日本ダービーでの最速ピッチ区間は残り450~400m区間。前を行くディープボンドに並び掛けるところですが、その後はじんわりとピッチダウン。その間に背後からサリオスが迫り、鞍上福永祐一騎手が激しく手を動かし始めますが、コントレイルの反応はもう一つ。残り250mを切ってから初めてムチを入れられると、やっと重い腰を上げコントレイルは再びピッチアップし、残り200mからグンとスピードアップしました。ソラを使ったと言われるケースの多くは、実はバテていたという事象になりますが、この時のコントレイルは正真正銘のソラ使い。その後は鞍上の所作にしっかり応えゴール板まで強靭な末脚を披露。見事なまでの2段階スパートだったと言えるでしょう。

前走神戸新聞杯での最速ピッチ区間は残り350~300m区間。
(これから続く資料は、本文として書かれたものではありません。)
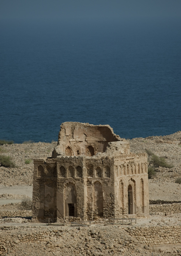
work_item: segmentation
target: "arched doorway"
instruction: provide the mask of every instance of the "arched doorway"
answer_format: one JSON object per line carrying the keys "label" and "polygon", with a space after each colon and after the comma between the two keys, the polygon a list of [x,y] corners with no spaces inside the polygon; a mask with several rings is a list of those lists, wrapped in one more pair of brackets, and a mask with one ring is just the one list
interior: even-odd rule
{"label": "arched doorway", "polygon": [[77,216],[77,191],[74,184],[69,183],[64,190],[65,216]]}
{"label": "arched doorway", "polygon": [[94,149],[92,146],[89,146],[86,148],[86,155],[93,157],[95,155]]}
{"label": "arched doorway", "polygon": [[94,210],[99,216],[103,216],[102,186],[99,181],[94,183]]}
{"label": "arched doorway", "polygon": [[133,188],[130,184],[128,188],[128,214],[133,214]]}

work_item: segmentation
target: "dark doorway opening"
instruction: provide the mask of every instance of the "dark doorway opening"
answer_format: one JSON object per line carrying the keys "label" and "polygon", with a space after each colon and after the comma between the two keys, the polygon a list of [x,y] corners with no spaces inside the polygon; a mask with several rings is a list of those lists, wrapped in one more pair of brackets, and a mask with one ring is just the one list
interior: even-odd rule
{"label": "dark doorway opening", "polygon": [[133,214],[133,189],[131,185],[128,186],[128,214]]}
{"label": "dark doorway opening", "polygon": [[68,204],[68,216],[74,217],[74,204]]}

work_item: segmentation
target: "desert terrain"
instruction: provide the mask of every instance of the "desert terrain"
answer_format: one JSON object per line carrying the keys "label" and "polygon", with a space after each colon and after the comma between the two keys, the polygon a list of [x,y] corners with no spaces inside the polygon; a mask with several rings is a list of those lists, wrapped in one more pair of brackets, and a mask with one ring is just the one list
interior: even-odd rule
{"label": "desert terrain", "polygon": [[174,166],[160,167],[149,179],[150,216],[132,226],[104,226],[99,219],[90,226],[32,223],[21,202],[32,198],[33,159],[51,157],[56,143],[0,146],[16,167],[0,166],[0,255],[181,255],[181,184],[175,183],[181,177],[181,132],[129,140],[132,153],[147,149]]}

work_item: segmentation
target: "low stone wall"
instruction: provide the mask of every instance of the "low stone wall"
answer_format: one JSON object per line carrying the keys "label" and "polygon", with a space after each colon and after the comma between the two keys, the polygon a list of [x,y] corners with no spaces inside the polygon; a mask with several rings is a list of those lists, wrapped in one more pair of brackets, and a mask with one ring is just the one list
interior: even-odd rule
{"label": "low stone wall", "polygon": [[32,216],[32,211],[31,210],[16,210],[15,211],[0,211],[0,217],[30,217]]}
{"label": "low stone wall", "polygon": [[180,203],[181,201],[166,201],[165,200],[149,200],[150,204],[174,204]]}
{"label": "low stone wall", "polygon": [[157,213],[181,213],[181,203],[150,205],[150,214]]}
{"label": "low stone wall", "polygon": [[125,227],[140,243],[149,245],[181,243],[181,226]]}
前走と同じように前を行くディープボンドに並び掛けるところですね。このレースはラストスパートに至るまでの過程が、前2走より遥かに楽です。他馬にとっては追走時の消耗度合いが大きかったようですが、コントレイルにとっては随分と楽なペース。残り150m辺りまでは鞍上に促されてそれなりに走っているものの、ラスト100mはスピードを落とし放題。父同様、ブレーキング性能は抜群です。6戦目にして初めて上がり3Fがトップではなくなりましたが、ラスト10完歩少々で大きく緩めて走れた分、レースでの消耗度は他馬と多大な差が付いたことでしょう。
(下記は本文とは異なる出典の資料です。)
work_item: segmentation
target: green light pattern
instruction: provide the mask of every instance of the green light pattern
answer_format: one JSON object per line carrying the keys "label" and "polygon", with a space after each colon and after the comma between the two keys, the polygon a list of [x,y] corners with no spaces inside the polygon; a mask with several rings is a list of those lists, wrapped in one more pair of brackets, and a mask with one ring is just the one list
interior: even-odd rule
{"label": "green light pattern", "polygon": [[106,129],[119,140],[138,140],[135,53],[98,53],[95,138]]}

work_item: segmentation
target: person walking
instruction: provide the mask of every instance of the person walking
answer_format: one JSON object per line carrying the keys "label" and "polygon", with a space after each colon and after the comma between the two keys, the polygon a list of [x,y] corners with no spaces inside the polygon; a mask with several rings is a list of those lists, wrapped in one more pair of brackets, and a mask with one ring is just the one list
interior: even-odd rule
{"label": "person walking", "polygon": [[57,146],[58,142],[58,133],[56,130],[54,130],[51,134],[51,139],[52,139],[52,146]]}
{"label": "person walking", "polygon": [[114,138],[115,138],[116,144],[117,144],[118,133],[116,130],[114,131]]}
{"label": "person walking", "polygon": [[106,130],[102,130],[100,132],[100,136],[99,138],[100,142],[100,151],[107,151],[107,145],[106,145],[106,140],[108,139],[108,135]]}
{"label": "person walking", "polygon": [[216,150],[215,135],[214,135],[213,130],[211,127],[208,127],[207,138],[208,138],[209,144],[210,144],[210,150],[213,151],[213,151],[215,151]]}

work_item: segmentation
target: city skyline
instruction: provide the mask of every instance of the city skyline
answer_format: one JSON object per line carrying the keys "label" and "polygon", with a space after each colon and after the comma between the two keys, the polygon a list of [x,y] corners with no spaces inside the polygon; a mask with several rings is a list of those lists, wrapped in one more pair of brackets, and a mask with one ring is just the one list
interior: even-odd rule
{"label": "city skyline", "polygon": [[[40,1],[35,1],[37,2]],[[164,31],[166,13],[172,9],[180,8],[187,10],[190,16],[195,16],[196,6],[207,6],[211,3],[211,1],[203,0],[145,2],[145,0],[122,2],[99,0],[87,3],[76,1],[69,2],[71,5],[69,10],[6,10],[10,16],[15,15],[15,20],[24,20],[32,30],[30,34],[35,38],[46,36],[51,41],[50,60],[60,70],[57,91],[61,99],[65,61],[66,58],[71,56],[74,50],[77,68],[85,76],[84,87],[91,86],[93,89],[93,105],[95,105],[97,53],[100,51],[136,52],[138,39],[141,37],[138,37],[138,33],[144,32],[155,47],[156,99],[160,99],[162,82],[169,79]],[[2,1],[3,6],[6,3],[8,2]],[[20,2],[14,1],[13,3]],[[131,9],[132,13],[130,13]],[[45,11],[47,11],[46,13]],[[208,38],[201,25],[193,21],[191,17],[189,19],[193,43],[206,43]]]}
いざ前を行く馬を捕らえる、という局面になった際はガツンとピッチアップするコントレイル。実に反応のよいピッチタイプという面があるものの、追い抜いてしまえばすぐにトーンダウンしてしまうような側面もありますね。今回の1週前追い切りでもまさにそんな様子。その2020/10/14栗東CW調教での最速ピッチ区間は残り250~200m区間。そう、併走馬を一気に追い抜く瞬間です。徐々にピッチを上げていき一瞬の内に捕らえるという、草食動物でありながらまるでハンターのような動き。追い抜いた後も鞍上に促されていたのでそれなりに走っていましたが、追い切りでのゴール地点ではもう緩めていました。このラスト400mの間でのピッチの推移は非常に落差があり、この映像を見られた方もそんな印象を受けたのではないでしょうか。

本番菊花賞での死角があるとすれば、それは2点ほど挙げられるかと思います。このハンターと呼べるような特徴は、当然しかるべき場所で発揮され、4コーナーを回って最後の直線に向いた時にスイッチが入ります。あのゴールドシップでさえ、1周目スタンド前では自ら前へ進もうとしていました。こういったレベルの奴らは、どこで本気を出すべきか、場所を見極める能力も十分持ち合わせています。死角の1点目はこの1周目スタンド前を落ち着いて走れるかどうかでしょう。ちなみにコントレイルは京都競馬場でのレースは初めてとなります。初めて見る4コーナーの植え込みに気を取られて物見でもするようならば、案外落ち着いてクリアできるかもしれません。

もう1点目は、200mを13秒前後のペースになった際、上手く走れるか否か。レースや調教の動きを見ると、緩いペースで上手に走っている姿をほとんど見たことがありません。身体的な距離適性はさておき、気性的にはいかにも中距離ホースといった印象があります。序盤速く中盤でグッと遅くなるようだと、他馬との相対的な意味において、余力を過度に消耗する可能性があるかもしれません。

ソラ使いという点から早め先頭に立った際どうか、という部分もあるでしょうが、そこは鞍上福永祐一騎手、百も承知ですからキッチリ対応してくるでしょう。前週に続いて無敗の三冠馬誕生のシーンを見られるかもしれないなんて、こんな機会が訪れるのは幸運というしかありません。思う存分、菊花賞を楽しみましょう!